TPG-Axon Bets Big on a Handful of Investments (InstitutionalInvestorsAlpha)
Dinakar Singh‘s TPG-Axon Capital Management posted slight gains in its main hedge fund in the second quarter. But the New York-based hedge fund firm is hardly celebrating, given that its TPG-Axon Partners fund and its offshore counterpart are up a mere 0.75 percent and 0.13 percent, respectively, through the first half of the year. “We obviously did a poor job so far in 2014,” the firm laments to clients in its second-quarter letter, obtained by Alpha.
Hedge Fund Manager & Accomplice Charged With Portfolio Pumping (HedgeCo)
Minneapolis-based hedge fund manager Steven R. Markusen and an accomplice Jay C. Cope have been charged by the SEC with bilking investors in two hedge funds out of more than $1 million under the guise of research expenses and fees.

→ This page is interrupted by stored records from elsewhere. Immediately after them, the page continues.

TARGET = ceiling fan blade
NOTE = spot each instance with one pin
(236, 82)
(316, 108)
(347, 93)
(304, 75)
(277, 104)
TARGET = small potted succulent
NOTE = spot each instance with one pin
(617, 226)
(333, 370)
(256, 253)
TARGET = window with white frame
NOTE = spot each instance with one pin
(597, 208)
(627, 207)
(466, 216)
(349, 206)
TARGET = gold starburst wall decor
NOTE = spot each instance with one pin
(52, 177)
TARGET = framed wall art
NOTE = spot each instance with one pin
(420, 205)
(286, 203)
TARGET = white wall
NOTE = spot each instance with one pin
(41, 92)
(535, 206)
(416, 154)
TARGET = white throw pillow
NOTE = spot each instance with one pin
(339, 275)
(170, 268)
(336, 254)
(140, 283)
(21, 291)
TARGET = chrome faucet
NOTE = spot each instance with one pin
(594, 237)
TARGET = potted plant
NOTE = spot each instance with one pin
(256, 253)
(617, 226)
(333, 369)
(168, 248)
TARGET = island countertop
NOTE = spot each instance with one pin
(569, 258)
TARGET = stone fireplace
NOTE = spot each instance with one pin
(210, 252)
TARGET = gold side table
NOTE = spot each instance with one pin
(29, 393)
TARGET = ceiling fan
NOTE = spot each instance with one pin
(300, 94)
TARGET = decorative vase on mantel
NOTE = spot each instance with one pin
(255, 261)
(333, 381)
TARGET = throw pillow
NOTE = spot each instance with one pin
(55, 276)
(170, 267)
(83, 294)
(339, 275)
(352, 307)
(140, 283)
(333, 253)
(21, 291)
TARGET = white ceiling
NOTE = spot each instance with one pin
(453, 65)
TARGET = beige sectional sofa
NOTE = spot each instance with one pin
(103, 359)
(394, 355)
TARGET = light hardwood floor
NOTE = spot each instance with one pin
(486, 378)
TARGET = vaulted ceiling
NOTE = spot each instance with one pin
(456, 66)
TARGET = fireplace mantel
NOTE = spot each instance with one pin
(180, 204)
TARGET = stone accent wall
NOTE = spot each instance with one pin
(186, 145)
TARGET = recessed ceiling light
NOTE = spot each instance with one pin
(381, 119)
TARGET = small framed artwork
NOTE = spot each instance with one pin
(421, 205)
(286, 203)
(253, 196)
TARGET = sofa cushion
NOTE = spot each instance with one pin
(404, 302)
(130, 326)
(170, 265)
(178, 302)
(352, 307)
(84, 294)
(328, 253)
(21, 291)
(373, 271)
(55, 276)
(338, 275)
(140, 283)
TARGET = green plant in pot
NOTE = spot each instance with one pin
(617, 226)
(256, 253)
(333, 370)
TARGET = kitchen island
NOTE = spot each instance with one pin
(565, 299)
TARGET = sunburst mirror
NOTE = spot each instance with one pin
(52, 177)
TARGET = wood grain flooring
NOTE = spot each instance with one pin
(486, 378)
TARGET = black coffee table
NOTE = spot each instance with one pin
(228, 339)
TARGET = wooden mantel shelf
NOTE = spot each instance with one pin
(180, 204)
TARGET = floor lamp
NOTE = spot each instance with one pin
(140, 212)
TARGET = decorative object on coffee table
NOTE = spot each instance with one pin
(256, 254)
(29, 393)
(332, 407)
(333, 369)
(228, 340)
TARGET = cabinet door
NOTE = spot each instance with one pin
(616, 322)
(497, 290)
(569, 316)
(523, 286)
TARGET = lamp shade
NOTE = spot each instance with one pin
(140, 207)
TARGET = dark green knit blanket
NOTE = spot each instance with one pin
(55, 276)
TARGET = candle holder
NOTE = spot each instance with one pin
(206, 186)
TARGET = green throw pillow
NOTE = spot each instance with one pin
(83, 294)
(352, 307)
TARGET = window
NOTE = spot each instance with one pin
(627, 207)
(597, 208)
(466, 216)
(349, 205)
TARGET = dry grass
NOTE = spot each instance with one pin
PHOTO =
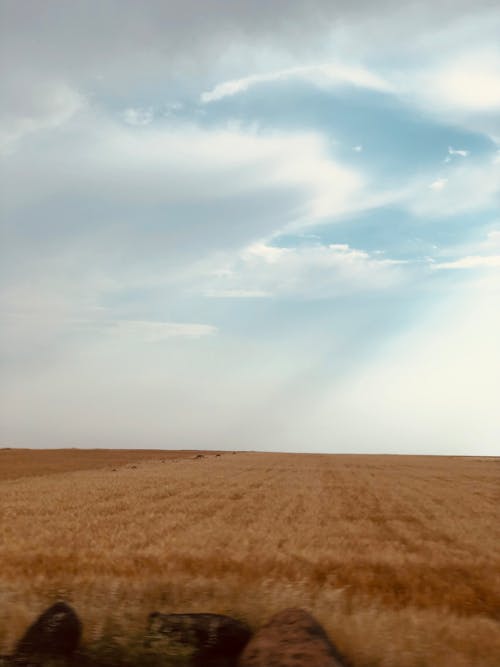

According to the SEC’s complaint, Markusen and Cope also carried out a portfolio pumping scheme by manipulating the price of the thinly-traded stock of CyberOptics Corporation (NASDAQ:CYBE).
Tiger Management Descendants Favor Different Stocks than Their Hedge Fund Peers (InstitutionalInvestorsAlpha)
Managers who populate the elite crowd of 50 or so hedge funds with some sort of tie to Julian Robertson Jr.‘s legendary hedge fund firm, Tiger Management Corp., have always been thought to run in a pack. Lately, filings show that managers in this crowd have increasingly moved independently from one another. However, they still seem to favor a different universe of stocks than their non-Tiger competitors.
Handzy: Volatility could return with a vengeance on geopolitical risk (Risk)
A global macro hedge fund manager recently commented that the biggest risk today is stasis. “Volatility creates opportunity,” he told me, “and even if you’re an arbitrage trader, things need to move to create the gap. The slaughter of volatility has made holding hedges very costly. If it stays like this, what is the point of hedge funds?” …In late August, JPMorgan Chase & Co (NYSE:JPM)’s head of research Alexander Kantarovich wrote, “With the significant deterioration in the Ukrainian situation, markets may treat this as a Lehman-style shock.”
Hedge funds seek third-party Emir valuations (Risk)
It seems a classic case of ‘if you want something done right, do it yourself’. As the August 12 deadline for reporting derivative valuations under the European Market Infrastructure Regulation (Emir) loomed large, many small to medium-sized hedge funds opted to delegate this function to their derivatives counterparties, but some firms are now regretting that decision. …Investors are also raising concerns about the conflict of interest inherent in allowing trade counterparties – often banks – to do much of the valuation work.